How could the tax cuts affect you as a PAYE worker?

0

Chancellor Kwasi Kwarteng outlined on Friday a £45 billion tax cut package in a bid to not only ease the growing burden of the cost-of-living crisis, but to boost the potential of Britain’s economic growth. Within the announcement, Kwarteng announced the removal of the health and social care levy, in addition to a reversal of the national insurance hike, which could save over 28 million people around £300 a year. Alongside this, he declared the scrapping of the additional rate of income tax for those earning above £150,000, which has prompted some criticism from experts across the board, whilst for business owners, corporation tax will remain at 19% – which could pump a further £19 billion back into the economy. However, many experts have also warned that Friday’s announcement – which marks the biggest tax cut since 1972 – could take a significant toll on the economy, and in turn could increase the risk of a global recession.

In light of this, Tommy Mcnally, leading tax expert and CEO of Tommys Tax, explains what this means for employees and business owners across the nation, calling for greater action to be taken – to help millions of households who are struggling to make ends meet.

Whilst the prime minister’s changes to the current tax system are part of a wider plan to boost Britain’s economy in the long-run, it has also prompted some criticism after reports show that a cut in national insurance would benefit the highest earners 250 times more than the poorest. That being said, a potential decrease in national insurance alongside a raise in personal allowance could still prove to be a vital lifeline for millions of households across the country. The government stated its overhaul on economic reforms will likely have a trickle-down effect on the economy, with a focus on “growing the size of the pie so everyone gets a bigger slice”.

The implications of Friday’s mini-budget have already made themselves known, with the pound sterling tumbling to an all-time low of $1.03 against the dollar yesterday. In addition to this, government borrowing has reached the highest rate since 1992, according to Bloomberg, while new reports reveal that interest rates are set to top 6% by next year. In a period of widespread economic uncertainty, Mcnally urges employers and employees across the UK to take this opportunity to become more educated when it comes to tax returns, and what you’re eligible to claim back. With around £20 billion of tax left unclaimed every year, this marks a crucial period for Brits navigating a loss in capital across all domains and could even act as a vital lifeline for families struggling with soaring costs amidst the current climate.

Tommy Mcnally, leading tax expert and CEO/Founder of Tommys Tax, comments on the government’s tax reforms:

“What I would call Friday’s mini-budget is in fact an “inflation budget” which is very similar to what was announced 50 years ago by former Chancellor Anthony Barber, and was not successful at all. It resulted in growth, yet inflation rose to such a degree that the budget plans had to be abandoned within 18 months. The scrapping of the additional rate of income tax means that almost half (45%) of the gains from today’s tax changes in the mini-budget will go to the richest 5%, who gain £8,560 on average. The additional rate dividend tax has to be scrapped in line with the scrapping of the additional rate of income as no one will be paying the 45% rate.

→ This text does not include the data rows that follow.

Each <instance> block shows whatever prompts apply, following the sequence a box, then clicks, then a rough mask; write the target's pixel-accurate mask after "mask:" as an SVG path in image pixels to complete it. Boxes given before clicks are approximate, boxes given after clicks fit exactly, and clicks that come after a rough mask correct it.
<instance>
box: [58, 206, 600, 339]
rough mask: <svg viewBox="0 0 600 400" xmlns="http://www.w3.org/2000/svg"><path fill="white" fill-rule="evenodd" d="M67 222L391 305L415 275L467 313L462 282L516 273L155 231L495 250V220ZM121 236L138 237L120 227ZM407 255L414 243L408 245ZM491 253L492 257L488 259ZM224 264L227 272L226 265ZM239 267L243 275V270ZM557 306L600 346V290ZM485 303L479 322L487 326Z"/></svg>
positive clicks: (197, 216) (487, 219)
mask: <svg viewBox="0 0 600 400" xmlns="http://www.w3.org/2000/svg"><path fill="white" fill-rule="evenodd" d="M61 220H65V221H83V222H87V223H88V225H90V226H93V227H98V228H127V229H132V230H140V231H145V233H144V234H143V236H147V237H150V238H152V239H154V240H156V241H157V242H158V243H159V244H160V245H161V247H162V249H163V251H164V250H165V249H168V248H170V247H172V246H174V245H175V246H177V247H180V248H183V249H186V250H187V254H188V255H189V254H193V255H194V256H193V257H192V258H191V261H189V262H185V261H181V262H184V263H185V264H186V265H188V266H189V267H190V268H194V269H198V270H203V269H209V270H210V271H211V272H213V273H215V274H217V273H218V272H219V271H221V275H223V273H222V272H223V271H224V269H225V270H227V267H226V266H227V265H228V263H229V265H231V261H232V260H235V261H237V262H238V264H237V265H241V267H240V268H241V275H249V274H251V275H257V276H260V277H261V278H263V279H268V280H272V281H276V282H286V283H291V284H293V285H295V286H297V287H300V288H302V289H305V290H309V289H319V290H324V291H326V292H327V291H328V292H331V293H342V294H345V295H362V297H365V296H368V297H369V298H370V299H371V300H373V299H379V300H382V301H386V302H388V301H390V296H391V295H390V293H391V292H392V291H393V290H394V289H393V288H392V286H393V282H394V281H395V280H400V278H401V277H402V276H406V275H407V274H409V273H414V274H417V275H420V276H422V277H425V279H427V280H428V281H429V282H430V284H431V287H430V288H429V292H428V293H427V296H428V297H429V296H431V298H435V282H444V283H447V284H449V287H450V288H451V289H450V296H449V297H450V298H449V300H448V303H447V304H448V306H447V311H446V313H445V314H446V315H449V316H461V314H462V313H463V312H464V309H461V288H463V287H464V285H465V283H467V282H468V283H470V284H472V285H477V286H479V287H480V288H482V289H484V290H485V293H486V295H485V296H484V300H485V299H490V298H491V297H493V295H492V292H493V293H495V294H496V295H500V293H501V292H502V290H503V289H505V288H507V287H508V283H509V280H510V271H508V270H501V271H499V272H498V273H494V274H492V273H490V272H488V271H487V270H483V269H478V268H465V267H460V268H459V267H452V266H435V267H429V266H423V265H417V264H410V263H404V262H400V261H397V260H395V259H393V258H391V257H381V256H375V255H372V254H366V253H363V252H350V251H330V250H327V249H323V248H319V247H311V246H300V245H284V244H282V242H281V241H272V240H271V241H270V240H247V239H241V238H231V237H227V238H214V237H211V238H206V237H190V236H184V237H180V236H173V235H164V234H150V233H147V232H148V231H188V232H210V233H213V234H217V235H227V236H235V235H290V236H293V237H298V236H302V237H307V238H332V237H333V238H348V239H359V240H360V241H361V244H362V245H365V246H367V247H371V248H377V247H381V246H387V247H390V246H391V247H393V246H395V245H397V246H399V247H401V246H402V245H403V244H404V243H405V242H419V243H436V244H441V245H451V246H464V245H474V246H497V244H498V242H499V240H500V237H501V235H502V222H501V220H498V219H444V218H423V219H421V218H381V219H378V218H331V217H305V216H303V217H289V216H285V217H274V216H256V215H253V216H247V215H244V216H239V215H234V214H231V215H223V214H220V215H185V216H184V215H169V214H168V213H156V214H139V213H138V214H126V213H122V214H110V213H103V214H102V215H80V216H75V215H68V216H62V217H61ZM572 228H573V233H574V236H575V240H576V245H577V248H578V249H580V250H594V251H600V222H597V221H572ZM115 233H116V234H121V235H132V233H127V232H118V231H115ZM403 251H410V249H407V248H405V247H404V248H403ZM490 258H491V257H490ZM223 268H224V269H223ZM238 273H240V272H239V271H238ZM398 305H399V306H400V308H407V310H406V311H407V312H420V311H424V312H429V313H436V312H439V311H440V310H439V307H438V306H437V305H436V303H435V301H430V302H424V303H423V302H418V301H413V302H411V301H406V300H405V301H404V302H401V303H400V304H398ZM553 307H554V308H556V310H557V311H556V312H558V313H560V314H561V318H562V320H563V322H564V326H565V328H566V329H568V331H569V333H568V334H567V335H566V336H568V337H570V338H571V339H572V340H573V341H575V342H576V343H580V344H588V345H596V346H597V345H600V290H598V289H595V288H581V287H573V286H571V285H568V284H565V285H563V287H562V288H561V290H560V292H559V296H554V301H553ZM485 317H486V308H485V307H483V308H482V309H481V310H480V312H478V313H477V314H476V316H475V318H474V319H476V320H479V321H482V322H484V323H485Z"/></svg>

“In addition to this, Friday’s mini-budget saw quite a few changes to IR35 rules. IR35 was introduced due to the fact that there was a large number of individuals who effectively acted and served as employees to a company, but paid less tax than actual employees as they were registered as contractors under limited companies (often founded by themselves). This loophole benefited both the companies and the individuals working for them as contractors.

“The choice as to whether IR35 was applicable was up to the individual, with many claiming that they were not carrying out services or benefiting in a way that employees would. The new version of IR35 has simply slowed down the economy and prevented growth. With this in mind, I believe that the chancellor has done the right thing and removed unnecessary worry for firms trying to solve demands when they hire a worker as well as reducing employer national insurance and pension liabilities on top of payroll admin time and cost.

“For the majority of people, taxes can be boring, confusing and anxiety-inducing, which is why millions of tax rebates are left unclaimed. Knowing what you can and can’t claim for isn’t easy to understand, however with our service, it becomes so simple and allows people to claim what’s rightfully theirs. With nearly everyone impacted by the increase of cost of living across the board, there are ways in which people can inject a much-needed boost into their bank accounts.”